Coherent states for generalized uncertainty relations as Tsallis probability amplitudes: new route to non-extensive thermostatistics

Abstract: We study coherent states associated to a generalized uncertainty principle (GUP). We separately analyze the cases of positive and negative deformation parameter $\beta$, showing that the ensuing probability distribution is a Tsallis distribution whose non-extensivity parameter $q$ is monotonically related to $\beta$. Moreover, for $\beta <0$ (corresponding to $q<1$), we reformulate the GUP in terms of a one-parameter class of Tsallis entropy-power based uncertainty relations, which are again saturated by the GUP coherent states.

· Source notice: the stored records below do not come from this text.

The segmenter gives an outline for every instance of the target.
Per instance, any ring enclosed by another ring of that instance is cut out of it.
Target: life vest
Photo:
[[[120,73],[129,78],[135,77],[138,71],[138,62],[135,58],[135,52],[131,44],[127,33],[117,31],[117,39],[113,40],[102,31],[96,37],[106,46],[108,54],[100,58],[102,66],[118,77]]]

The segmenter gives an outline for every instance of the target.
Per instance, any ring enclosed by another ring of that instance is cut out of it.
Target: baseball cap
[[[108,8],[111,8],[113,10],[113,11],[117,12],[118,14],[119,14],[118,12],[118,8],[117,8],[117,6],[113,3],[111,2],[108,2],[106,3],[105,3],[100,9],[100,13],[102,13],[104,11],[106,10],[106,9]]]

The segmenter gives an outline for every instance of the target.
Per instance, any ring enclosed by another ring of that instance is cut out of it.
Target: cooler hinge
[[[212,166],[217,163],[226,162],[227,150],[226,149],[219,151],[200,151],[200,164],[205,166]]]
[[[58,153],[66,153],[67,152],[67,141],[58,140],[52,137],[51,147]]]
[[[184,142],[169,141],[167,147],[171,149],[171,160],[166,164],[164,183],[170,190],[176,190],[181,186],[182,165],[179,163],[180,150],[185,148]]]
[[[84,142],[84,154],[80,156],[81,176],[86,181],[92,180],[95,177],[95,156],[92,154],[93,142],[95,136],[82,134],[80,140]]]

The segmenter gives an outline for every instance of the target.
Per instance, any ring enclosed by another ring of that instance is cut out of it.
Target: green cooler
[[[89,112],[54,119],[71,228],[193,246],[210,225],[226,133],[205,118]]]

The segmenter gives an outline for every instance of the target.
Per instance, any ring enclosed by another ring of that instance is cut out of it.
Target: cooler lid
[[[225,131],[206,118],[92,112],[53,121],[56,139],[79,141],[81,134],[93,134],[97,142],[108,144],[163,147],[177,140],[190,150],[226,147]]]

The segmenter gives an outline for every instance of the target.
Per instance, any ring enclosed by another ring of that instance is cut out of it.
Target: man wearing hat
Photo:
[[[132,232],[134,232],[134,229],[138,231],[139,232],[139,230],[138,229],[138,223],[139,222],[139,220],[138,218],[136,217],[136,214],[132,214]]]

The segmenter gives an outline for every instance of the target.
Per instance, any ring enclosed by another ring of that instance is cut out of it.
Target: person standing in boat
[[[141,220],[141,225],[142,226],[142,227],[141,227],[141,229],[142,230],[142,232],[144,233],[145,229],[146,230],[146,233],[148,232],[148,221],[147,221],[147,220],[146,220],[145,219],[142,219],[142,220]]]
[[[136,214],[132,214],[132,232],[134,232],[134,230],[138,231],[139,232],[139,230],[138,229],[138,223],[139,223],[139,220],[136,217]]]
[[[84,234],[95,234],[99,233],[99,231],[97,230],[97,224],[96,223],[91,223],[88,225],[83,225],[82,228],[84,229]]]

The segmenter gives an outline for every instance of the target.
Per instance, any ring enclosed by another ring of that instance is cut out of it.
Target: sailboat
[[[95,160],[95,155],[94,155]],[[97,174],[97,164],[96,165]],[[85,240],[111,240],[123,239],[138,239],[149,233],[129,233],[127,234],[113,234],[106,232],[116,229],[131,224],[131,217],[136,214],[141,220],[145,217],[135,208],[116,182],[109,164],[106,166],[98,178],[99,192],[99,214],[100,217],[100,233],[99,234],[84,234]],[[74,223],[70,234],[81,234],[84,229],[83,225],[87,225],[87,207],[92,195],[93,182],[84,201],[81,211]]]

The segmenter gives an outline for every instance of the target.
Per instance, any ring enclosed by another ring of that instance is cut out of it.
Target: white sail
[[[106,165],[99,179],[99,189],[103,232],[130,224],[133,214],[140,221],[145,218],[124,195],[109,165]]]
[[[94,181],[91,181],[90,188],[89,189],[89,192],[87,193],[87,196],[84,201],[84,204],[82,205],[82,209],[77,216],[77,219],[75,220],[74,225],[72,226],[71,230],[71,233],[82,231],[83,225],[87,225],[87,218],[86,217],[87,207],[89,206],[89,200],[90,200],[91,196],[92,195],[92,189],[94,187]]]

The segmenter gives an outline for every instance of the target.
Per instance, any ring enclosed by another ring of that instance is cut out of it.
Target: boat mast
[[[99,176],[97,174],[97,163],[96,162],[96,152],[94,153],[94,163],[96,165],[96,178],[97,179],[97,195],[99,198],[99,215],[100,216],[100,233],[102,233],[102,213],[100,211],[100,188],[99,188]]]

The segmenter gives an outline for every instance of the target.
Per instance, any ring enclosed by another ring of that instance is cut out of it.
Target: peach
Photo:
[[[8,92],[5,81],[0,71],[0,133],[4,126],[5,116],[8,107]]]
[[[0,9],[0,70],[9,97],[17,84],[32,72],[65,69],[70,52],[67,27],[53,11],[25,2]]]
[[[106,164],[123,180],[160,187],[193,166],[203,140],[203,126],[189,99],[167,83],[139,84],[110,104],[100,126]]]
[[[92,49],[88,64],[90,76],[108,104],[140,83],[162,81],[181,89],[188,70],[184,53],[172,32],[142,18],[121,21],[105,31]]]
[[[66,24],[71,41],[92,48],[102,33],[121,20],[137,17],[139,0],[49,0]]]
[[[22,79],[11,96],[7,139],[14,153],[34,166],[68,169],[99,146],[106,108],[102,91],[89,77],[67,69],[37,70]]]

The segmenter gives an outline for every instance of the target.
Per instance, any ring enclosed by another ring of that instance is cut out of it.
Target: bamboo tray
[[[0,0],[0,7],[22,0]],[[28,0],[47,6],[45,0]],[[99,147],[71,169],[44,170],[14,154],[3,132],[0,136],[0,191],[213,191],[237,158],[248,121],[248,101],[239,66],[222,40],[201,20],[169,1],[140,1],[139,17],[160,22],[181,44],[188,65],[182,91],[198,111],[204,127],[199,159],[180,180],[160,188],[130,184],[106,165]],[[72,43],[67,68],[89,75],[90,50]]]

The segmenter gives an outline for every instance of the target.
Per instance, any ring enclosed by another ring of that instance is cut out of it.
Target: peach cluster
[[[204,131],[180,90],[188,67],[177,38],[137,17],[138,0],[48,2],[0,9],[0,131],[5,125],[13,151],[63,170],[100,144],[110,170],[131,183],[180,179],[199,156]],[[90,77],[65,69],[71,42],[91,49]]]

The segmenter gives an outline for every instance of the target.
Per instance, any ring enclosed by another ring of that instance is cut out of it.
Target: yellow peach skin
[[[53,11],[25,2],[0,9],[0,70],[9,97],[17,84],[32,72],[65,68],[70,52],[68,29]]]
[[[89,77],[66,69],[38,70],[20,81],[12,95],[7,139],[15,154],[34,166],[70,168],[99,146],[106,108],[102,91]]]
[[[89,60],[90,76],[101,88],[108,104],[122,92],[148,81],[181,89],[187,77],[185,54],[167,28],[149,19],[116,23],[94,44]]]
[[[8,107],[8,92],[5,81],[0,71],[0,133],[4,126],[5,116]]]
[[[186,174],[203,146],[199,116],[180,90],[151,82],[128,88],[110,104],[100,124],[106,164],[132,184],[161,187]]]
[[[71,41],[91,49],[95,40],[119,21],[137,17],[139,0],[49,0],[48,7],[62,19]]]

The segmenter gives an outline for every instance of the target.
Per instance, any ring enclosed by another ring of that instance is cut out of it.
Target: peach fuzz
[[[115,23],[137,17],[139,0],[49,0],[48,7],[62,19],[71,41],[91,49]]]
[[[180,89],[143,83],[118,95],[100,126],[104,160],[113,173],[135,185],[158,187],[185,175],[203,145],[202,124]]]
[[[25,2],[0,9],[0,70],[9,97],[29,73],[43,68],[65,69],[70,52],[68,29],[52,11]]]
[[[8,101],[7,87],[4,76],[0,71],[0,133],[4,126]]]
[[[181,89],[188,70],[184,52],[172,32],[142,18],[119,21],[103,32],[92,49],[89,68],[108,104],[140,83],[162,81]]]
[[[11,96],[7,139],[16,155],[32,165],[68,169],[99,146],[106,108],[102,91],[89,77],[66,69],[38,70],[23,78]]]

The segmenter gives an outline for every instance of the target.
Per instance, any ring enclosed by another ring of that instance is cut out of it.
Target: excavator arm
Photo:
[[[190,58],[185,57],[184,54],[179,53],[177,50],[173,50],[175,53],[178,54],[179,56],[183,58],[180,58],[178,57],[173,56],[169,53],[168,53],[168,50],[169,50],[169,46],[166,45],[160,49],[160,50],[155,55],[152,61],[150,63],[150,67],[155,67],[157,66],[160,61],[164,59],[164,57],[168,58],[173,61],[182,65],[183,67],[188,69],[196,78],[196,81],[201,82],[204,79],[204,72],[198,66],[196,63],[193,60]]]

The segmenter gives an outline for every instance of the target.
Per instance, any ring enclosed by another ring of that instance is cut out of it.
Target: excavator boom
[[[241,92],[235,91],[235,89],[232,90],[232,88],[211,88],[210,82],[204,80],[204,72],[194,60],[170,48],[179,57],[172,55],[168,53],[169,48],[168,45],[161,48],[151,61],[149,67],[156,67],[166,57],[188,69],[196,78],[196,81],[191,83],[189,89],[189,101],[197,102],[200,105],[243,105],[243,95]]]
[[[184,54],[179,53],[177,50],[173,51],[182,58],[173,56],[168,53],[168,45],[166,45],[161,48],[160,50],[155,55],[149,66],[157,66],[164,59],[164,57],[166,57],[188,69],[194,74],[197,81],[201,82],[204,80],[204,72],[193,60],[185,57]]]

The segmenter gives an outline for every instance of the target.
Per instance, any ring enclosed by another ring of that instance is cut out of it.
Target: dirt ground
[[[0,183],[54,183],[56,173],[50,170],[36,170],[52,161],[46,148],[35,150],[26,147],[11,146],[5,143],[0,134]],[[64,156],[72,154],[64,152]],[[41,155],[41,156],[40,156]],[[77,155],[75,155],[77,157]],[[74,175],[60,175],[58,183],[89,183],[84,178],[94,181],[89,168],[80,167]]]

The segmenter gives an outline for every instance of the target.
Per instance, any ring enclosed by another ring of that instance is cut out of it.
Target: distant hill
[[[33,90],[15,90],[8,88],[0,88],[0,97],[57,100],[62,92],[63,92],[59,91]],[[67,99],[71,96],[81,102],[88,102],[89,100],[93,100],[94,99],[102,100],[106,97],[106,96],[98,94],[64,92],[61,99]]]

We argue that this combination of coherent states with Tsallis entropy offers a natural conceptual framework allowing to study quasi-classical regime of GUP in terms of non-extensive thermodynamics. We substantiate our claim by discussing generalization of Verlinde's entropic force and ensuing implications in the late-inflation epoch. Corresponding dependence of the $\beta$ parameter on cosmological time is derived for the reheating epoch. The obtained $\beta$ is consistent with values predicted by both string-theory models and the naturalness principle. Further salient issues, including derivation of new $\beta$-dependent expressions for the lowest possible value of the spin and Immirzi parameter in Loop Quantum Gravity, and connection of our proposal with the Magueijo--Smolin doubly special relativity are also discussed. This article provides a more extended and comprehensive treatment of our recent letter [Phys. Rev. D 105, L121501 (2022)].